The writer received $1000 courtesy of WORD Christchurch, long-time partner of the Ngaio Marsh Awards.
The daughter of a vicar, Norman was raised on the edges of the Yorkshire Moors in the North of England and spent several years travelling before studying law and becoming a barrister, specialising in crime, family law and mediation.
In 2002 she diverted to spend more time with her three children and Kiwi husband, Tim Meredith, from Central Hawke’s Bay, the family moved to New Zealand, and she started her writing career, ultimately moving from Wellington to Hawke’s Bay about 16 years ago and seeing-out the publishing of debut novel Freeing Grace in 2010.
About a tiny mixed-race baby whose mother was tragically killed in a road traffic accident shortly after the birth, and then estranged from the teenaged father, it set the path for the challenging tasks of her literary efforts.
Remember Me is about a close-knit community ripped apart by disturbing revelations casting new light on the historic disappearance of a young woman, through the lens of a woman who returns to New Zealand to care for her ageing father, who in the path towards infirmity starts to unveil truths she’d rather were never revealed.
Having lived in Napier for several years, she and her husband now live back between Waipawa and Ongaonga, where his family farm and where he runs a mobile sawmill business.

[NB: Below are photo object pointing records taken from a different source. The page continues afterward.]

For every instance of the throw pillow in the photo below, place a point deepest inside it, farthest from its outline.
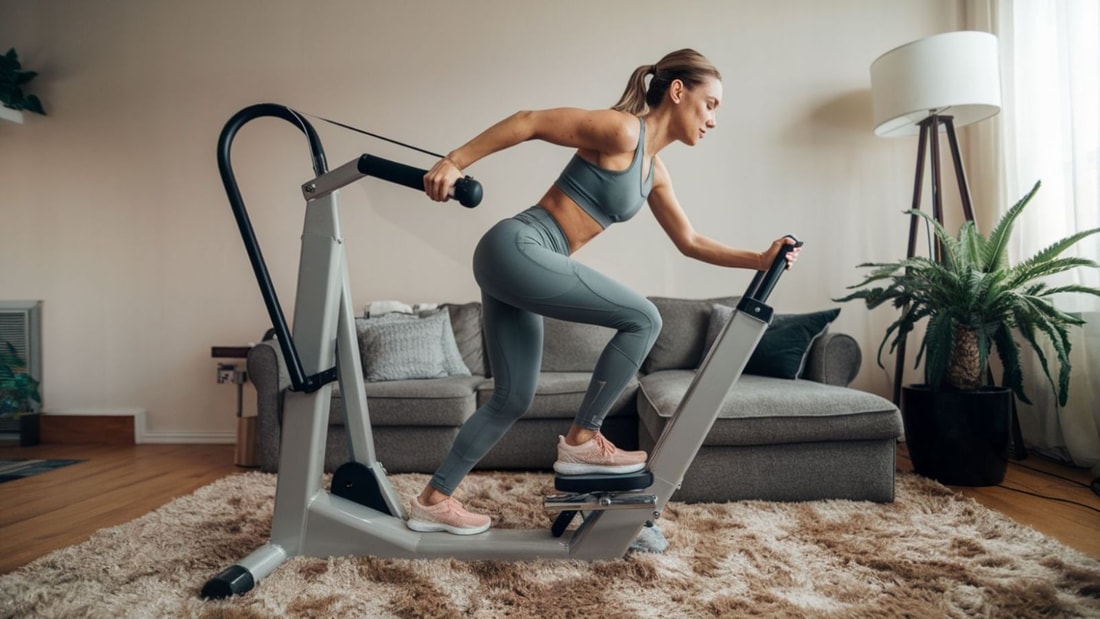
(396, 346)
(784, 346)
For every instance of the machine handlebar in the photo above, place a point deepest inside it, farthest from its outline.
(466, 190)
(763, 282)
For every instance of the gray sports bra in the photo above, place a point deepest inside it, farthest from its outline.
(608, 196)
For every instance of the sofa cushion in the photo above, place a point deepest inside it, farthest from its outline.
(437, 401)
(572, 346)
(397, 346)
(761, 410)
(465, 324)
(559, 395)
(784, 346)
(680, 343)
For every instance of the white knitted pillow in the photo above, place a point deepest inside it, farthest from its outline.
(397, 346)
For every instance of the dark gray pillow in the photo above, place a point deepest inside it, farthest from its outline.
(465, 323)
(784, 346)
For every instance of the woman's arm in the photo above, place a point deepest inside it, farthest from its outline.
(605, 131)
(670, 214)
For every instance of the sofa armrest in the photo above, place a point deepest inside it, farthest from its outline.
(268, 375)
(834, 360)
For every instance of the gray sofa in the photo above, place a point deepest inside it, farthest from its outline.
(776, 439)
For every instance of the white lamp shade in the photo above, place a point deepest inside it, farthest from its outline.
(954, 74)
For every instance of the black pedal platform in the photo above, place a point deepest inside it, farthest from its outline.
(356, 483)
(603, 483)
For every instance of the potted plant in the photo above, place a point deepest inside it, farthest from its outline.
(957, 423)
(19, 397)
(12, 80)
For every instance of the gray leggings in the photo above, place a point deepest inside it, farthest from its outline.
(525, 273)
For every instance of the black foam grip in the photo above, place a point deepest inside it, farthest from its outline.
(466, 190)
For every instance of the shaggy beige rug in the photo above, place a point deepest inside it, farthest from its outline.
(932, 553)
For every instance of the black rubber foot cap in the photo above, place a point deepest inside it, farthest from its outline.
(232, 581)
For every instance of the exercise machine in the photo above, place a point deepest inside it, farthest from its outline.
(361, 514)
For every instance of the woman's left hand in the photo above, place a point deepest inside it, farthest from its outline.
(792, 255)
(440, 179)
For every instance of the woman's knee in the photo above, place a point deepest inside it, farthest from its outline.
(648, 321)
(512, 402)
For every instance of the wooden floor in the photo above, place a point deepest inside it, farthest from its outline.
(117, 484)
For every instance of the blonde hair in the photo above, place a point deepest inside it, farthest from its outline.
(689, 66)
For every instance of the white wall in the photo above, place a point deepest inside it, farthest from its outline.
(112, 211)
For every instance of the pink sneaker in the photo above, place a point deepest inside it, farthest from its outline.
(447, 516)
(596, 455)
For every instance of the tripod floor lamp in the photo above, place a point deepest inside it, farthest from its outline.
(942, 81)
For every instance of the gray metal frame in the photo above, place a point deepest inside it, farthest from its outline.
(309, 520)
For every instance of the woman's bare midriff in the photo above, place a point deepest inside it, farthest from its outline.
(578, 225)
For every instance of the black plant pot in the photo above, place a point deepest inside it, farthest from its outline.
(22, 429)
(958, 438)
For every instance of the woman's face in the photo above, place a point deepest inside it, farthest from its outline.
(699, 110)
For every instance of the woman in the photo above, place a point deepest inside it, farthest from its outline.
(524, 268)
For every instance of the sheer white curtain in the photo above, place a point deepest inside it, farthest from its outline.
(1048, 130)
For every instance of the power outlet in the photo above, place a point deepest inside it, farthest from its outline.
(227, 373)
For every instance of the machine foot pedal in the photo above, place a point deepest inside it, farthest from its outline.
(596, 483)
(562, 521)
(356, 483)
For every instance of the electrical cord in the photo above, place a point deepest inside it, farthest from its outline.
(1063, 477)
(1096, 483)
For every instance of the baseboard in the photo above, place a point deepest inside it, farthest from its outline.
(88, 426)
(117, 427)
(190, 438)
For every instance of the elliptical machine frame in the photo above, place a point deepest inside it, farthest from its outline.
(362, 515)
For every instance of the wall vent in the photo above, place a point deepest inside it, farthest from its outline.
(21, 324)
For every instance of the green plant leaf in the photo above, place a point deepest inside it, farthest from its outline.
(974, 287)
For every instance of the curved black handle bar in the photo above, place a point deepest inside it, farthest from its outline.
(298, 378)
(466, 190)
(763, 282)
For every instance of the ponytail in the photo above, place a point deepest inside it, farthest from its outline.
(689, 66)
(633, 100)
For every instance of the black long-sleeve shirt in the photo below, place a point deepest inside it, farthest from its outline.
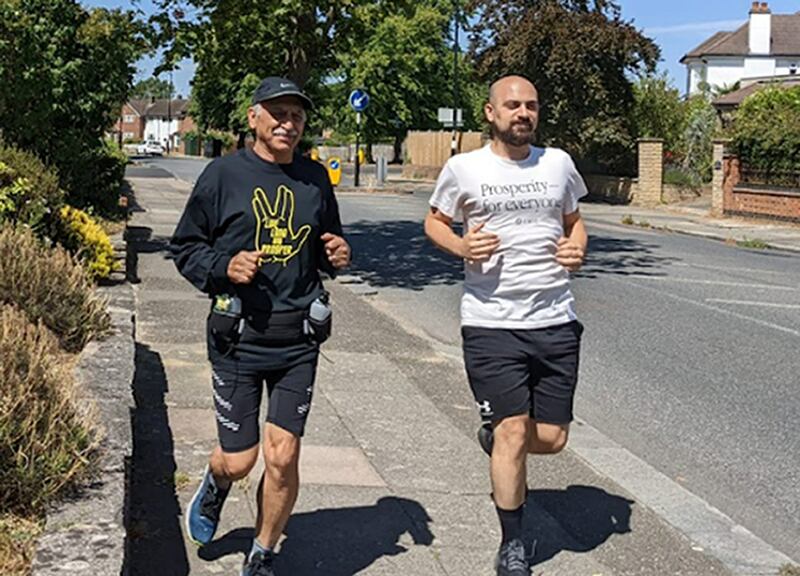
(243, 202)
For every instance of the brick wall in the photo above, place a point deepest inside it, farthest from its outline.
(742, 200)
(651, 172)
(134, 127)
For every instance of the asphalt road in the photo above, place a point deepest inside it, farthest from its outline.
(690, 352)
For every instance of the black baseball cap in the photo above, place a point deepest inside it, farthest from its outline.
(275, 87)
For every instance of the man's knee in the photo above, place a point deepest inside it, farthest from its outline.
(237, 465)
(548, 438)
(281, 450)
(511, 434)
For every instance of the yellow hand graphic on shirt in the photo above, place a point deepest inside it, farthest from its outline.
(276, 237)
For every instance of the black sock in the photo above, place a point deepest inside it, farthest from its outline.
(511, 523)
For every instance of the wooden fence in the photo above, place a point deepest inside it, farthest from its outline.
(432, 149)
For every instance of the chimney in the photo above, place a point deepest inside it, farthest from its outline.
(760, 29)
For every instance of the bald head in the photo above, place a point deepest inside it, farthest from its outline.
(511, 87)
(513, 111)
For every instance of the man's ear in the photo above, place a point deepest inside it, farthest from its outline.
(488, 111)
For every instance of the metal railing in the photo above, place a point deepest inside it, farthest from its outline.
(766, 178)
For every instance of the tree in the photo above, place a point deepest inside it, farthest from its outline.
(396, 49)
(699, 127)
(658, 111)
(231, 39)
(151, 88)
(579, 54)
(404, 63)
(64, 74)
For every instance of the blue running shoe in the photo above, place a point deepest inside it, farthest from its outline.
(512, 559)
(204, 510)
(260, 564)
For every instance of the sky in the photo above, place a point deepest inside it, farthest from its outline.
(677, 26)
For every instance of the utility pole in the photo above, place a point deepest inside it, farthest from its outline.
(169, 114)
(454, 142)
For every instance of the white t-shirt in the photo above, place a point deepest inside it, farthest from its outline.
(523, 202)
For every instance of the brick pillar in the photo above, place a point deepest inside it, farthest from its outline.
(651, 171)
(718, 178)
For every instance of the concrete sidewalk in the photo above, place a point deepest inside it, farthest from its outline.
(394, 482)
(696, 221)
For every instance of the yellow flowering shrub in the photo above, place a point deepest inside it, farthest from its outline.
(82, 235)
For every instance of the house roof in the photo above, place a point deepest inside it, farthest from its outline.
(139, 105)
(735, 98)
(785, 40)
(177, 108)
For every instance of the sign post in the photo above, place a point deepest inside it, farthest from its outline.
(359, 100)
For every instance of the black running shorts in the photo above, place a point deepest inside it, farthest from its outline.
(513, 372)
(237, 399)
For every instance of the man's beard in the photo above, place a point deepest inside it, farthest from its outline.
(514, 138)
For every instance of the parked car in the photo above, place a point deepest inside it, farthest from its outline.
(150, 148)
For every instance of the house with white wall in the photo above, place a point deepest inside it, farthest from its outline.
(766, 46)
(163, 120)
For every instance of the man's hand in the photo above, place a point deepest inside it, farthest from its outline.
(477, 246)
(337, 250)
(569, 254)
(243, 267)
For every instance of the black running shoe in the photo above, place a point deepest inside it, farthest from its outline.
(259, 565)
(486, 437)
(204, 510)
(512, 559)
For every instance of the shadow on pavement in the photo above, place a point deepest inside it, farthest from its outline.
(397, 253)
(337, 541)
(155, 540)
(622, 256)
(590, 515)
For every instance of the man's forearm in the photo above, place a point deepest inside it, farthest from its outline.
(443, 237)
(577, 234)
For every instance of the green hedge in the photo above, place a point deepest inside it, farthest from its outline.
(48, 284)
(46, 438)
(29, 191)
(767, 130)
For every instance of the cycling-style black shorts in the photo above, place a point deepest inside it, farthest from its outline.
(513, 372)
(237, 399)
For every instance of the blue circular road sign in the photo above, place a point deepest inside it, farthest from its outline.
(359, 100)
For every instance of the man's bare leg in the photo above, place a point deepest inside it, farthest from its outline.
(508, 461)
(281, 483)
(546, 438)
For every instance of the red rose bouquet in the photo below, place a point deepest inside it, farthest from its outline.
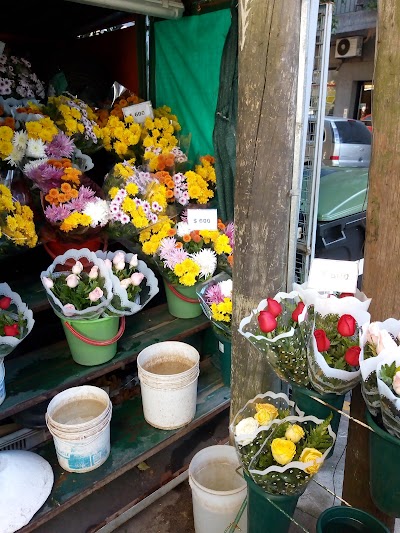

There’s a definite soft spot for the city, and she says she loves Napier, which she used for the setting of second book Second Chances, launched in 2012, published in the UK as After the Fall, and described by one reviewer as “a rich and warm novel of family, divided loyalties and complicated relationships”.
Winning the Ngaio Marsh award is certainly not the end of a career in writing, and she now has an eighth novel heading through the production and proofreading stages for publication in the New Year.